This image stopped me in my tracks when I saw it earlier this week.
The piece that stopped me is the belief definition: “A belief is a thought that we’ve been attaching to, often for years.” (Emphasis mine) So we tell ourselves stories, FOR YEARS, and as we continue to tell them, they become truer in our own minds just because of the repeated telling. Holy crap, does that make sense.
And that belief? It is often one that is limiting. And it is also not true.
Why do we perpetuate this stuff?
I have been wallowing in some stories for years. The “I’m not smart enough,” the “I’m not worthy of love,” the “My needs are not important,” the “I’m too emotional and reactive about things.” What I have recently realized is that it is not just me telling myself stories that are untrue, it’s when the people in your life validate them because validating them works in their favor. Figuring this out was a major ah ha moment for me. It also makes it so much harder to unwind.
As I have been working through much of this stuff post divorce, I have realized that there were two people in my life who should have helped me navigate this space differently but instead had me navigate space that benefited them. My mother was the first and my ex-husband was the second. Both of them dealt with similar issues which really distilled down to a lack of self confidence. The fear that someone would see the “real” them, broken and not enough. They both felt that if someone else succeeded, they did not. They both told themselves terrible stories about not being good enough, smart enough, lovable enough. Both of them actually being capable, smart, loveable, and enough.
I understand more about how my mother’s self confidence was shaken than I do my ex-husbands but they both used the wisdom and perception I have to strengthen who they were at my expense. My mother would never enlist the help of a therapist although I am certain it would have been helpful to her. My ex-husband finally did post divorce and I hope he has discovered things that will help him navigate his future in different ways from how he navigated his past.
The thing that was hard was that I didn’t really realize it was at my expense, instead I thought I was somehow broken or just not good enough, no matter what I did or how hard I tried. I had feelings of disquiet, feelings in the pit of my stomach, feelings of shame for all the pieces that didn’t fit.
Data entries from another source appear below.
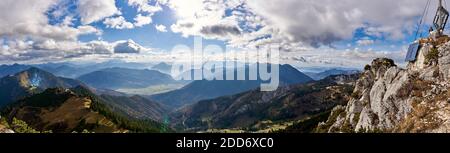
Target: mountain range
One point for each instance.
(117, 78)
(30, 81)
(209, 89)
(60, 110)
(294, 102)
(324, 74)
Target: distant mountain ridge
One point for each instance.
(30, 81)
(116, 78)
(205, 89)
(246, 109)
(6, 70)
(331, 72)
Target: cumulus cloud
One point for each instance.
(220, 30)
(365, 41)
(141, 20)
(127, 47)
(144, 6)
(322, 22)
(22, 19)
(96, 10)
(118, 23)
(161, 28)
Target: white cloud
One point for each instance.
(322, 22)
(96, 10)
(127, 47)
(365, 42)
(118, 23)
(141, 20)
(144, 6)
(22, 19)
(161, 28)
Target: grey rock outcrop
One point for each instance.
(387, 98)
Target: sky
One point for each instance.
(311, 33)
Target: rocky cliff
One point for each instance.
(388, 98)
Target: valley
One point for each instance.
(117, 100)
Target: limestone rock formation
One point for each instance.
(387, 98)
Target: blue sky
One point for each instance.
(325, 34)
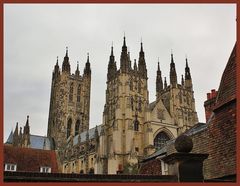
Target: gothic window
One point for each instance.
(71, 92)
(160, 114)
(160, 140)
(78, 93)
(69, 126)
(131, 85)
(77, 127)
(136, 125)
(91, 171)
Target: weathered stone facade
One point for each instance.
(133, 128)
(69, 103)
(218, 136)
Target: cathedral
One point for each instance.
(132, 128)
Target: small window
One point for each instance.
(10, 167)
(45, 169)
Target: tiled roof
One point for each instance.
(193, 130)
(84, 134)
(30, 160)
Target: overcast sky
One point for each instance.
(34, 35)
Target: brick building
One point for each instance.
(29, 160)
(218, 136)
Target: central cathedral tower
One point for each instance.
(123, 116)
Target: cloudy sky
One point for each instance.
(34, 35)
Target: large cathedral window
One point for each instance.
(78, 93)
(160, 140)
(139, 87)
(71, 92)
(69, 126)
(77, 127)
(136, 125)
I tried to problem solve this for years and sadly, with my mother, her death was a release for me.
At the end, she was on hospice and I came to Colorado from New Jersey to help my dad. He had been in the throws of caregiving for months (years really as her cancer progressed) and he was just putting one foot in front of the other. She had stopped eating much, a spoonful of ice cream or applesauce at a time, but still had a bunch of medicines she needed to swallow. And swallowing had become very difficult.
I took a look at the medicines he had laid out for her and we talked about what each thing did and if it was still necessary. One of the biggest pills was a stool softener, and with what she was ingesting and where she was on her journey, it was totally unnecessary. By taking that away from her she told me I was killing her. That was the last thing she said to me. She died two days later. Even at the end, she couldn’t defer to my wisdom and practicality. I wish I could say at that moment I realized all of this. But I am today years old when I figured this out.
Working thorough this has been cathartic and hard. And when you repeat how you do things because they are familiar, it’s hard not to find that you are at fault with the circumstances you find yourself living through. With my ex-husband, I saw someone who was broken by the death of his father and I thought I could help him fix that. Spoiler alert, you can’t fix anyone, it has to come from within. But for me the nuances of the relationship were more familiar to me because I what I lived with growing up. And I signed up for the familiar rather than the healthy. It has taken me years to separate the two.
Oh, the stories we tell ourselves.
It seems to always come back to the stories we tell ourselves and how we make sense of them. Familiar is not healthy, just something we think we know. The habit of those stories become part of who we are in toxic ways. They weave threads through our lives and when we upend them, it feels like we are letting go of ourselves. We really aren’t. We are making the space for the real us to step up and be seen. It can be daunting and extremely uncomfortable as we get to know the new normal. But with anything worth having, the work is what needs to be done and there are benefits to be found.
My biggest benefit has been better sleep. I used to wake up and ruminate about stuff that I believed I was not doing well enough or being present enough. There was a ton of brow beating happening at 2 or 3 in the morning. With this newly understood reality, I might wake up to pee as any woman of a certain age does, but the voices have been mercifically silent. And that is work that I have done.
Today I am hopeful that some of you reading this will discover some voices you are listening to are just not worth listening to anymore. As you are able, send them packing. It might take a few efforts to quell them, but they need to be silenced. You deserve to be telling yourself stories that are rooted in the truth. Find a trusted person who can help you navigate the space without having any need to control your outcome. This work is hard to do alone.
Listen to those voices, ask yourself “how true is that really” and put them firmly out of your life. It’s powerful stuff. And you can do it.
What stories do you need to stop telling yourself? Let’s get started, you will be glad you did.